I felt most comfortable speaking of sports. Faith is too difficult and I felt the depraved influences of our multi-optioned world, with every choice pointed at ourselves and little pointed any longer at the Transcendent. Sport is a welcome reprieve, a place of escape, where our larger mental resources can be expended on questions that matter far less. When the words tumble out of our mouth our consciences need not indict us when it’s merely a matter of one-time steroid-pumping icons being elevated even higher in the public view. ESPN.com is the Club Med of mental life, I realized.

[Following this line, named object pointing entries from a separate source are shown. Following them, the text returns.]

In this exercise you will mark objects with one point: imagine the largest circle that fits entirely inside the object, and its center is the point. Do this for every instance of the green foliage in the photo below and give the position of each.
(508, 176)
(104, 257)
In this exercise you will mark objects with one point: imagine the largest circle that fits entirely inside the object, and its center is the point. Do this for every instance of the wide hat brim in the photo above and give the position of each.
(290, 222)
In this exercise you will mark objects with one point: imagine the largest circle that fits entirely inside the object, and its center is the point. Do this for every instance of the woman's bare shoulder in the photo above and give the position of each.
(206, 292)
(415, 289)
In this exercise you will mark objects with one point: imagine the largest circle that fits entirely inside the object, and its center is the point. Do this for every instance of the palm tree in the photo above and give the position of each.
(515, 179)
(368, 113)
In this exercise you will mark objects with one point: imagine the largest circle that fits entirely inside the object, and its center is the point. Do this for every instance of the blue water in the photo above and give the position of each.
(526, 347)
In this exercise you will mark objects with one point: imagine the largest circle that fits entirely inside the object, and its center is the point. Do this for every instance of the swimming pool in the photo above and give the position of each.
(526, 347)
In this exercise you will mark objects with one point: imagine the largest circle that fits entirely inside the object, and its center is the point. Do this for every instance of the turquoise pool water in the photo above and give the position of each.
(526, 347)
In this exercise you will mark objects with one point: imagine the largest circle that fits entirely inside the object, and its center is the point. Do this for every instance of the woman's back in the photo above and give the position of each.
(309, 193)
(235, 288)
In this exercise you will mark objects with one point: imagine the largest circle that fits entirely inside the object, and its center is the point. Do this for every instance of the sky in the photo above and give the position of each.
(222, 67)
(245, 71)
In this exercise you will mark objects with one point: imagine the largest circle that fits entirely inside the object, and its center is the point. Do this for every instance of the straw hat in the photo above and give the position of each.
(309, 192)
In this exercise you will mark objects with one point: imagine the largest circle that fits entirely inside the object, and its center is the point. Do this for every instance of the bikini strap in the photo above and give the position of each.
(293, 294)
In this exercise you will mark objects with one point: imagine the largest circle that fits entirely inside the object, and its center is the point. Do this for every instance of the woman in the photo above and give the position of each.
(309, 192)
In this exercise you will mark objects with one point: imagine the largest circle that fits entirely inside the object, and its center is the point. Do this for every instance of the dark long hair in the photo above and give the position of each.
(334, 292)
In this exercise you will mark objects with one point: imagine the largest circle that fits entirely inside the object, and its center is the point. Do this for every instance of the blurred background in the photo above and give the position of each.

My Alabaman neighbor asked me my opinion of his occupation, a fatal openness for one whose industry is intentionally predatory. His response to my seemingly moralistic view was that he neither filmed the filth nor viewed it. Nor was he the one who wrote the intentionally misleading credit rules that entangle so many. He was the guy making the money through means that fall between those tragic lines. A conversation on addiction and the many forms of it seemed to be on tap but it turned early to the subject of finance and corporate greed instead—sexual addiction versus financial. As one who has often been addicted, I did not walk away on any moral high ground but rather felt the closer-than-expected fire. John Irving once wrote the statement, “Lust is a true premonition that damnation is real.” In this conversation, the fire seemed both closer and hotter for both of us than I wished it to be. There was no one not sweating by the time the wheels touched the runway.
It was only later that I thought of these three moments, fleeting and past as revelatory in keeping with Scrooge’s enlightened perspective. In the moment, I was at times wistful of the time being spent in mere conversation rather than my other intended pursuits. But life must be examined and these conversations held my thoughts for days afterwards. And in between the lines, I heard Quiggle’s derogatory descriptor casting its pallid light over all three. None of the people I had sat next to seemed particularly horrible, nor do I think they thought so of me. But in our normalcy, our averageness, our interests and perspectives, the proverbial layers were being peeled back to show the common flaw we all share.
Of course, Quiggle shared with us two doctrines the second of which is more subtle, more forgotten and more profound even than the first, according to him. The ancient prophet Micah had ended his judgmental diatribe with these words about God: Who is a God like you, removing iniquity and passing over rebellion for the remnant of his inheritance? Forgiveness gets below the lowest level of brokenness, according to Quiggle. Peel the layers as far as you will and fallen depravity will greet observant eyes, but forgiveness will penetrate even farther. Jesus warned us that religion, much discussed, creates sons of hell worse than any average pagan. Jesus warned us that the truth, not escaping into the sports page, will set us free. Jesus warned us that it is impossible to serve two masters; either money or God will win but not both. And then Jesus died, forgiving us long before we personally committed the atrocities that he knew would come. Like three specters who haunted Ebenezer Scrooge, these conversations haunt me, my intrigue and boredom alternately reminders that I am a participant with what is wrong with our world. The great journalist from the last century, G.K.Chesterton was famously asked by a London newspaper, “What is wrong with the world?” He sat down and wrote a short response: “Dear Sirs, I am. Sincerely yours, G.K. Chesterton.” I could say the same.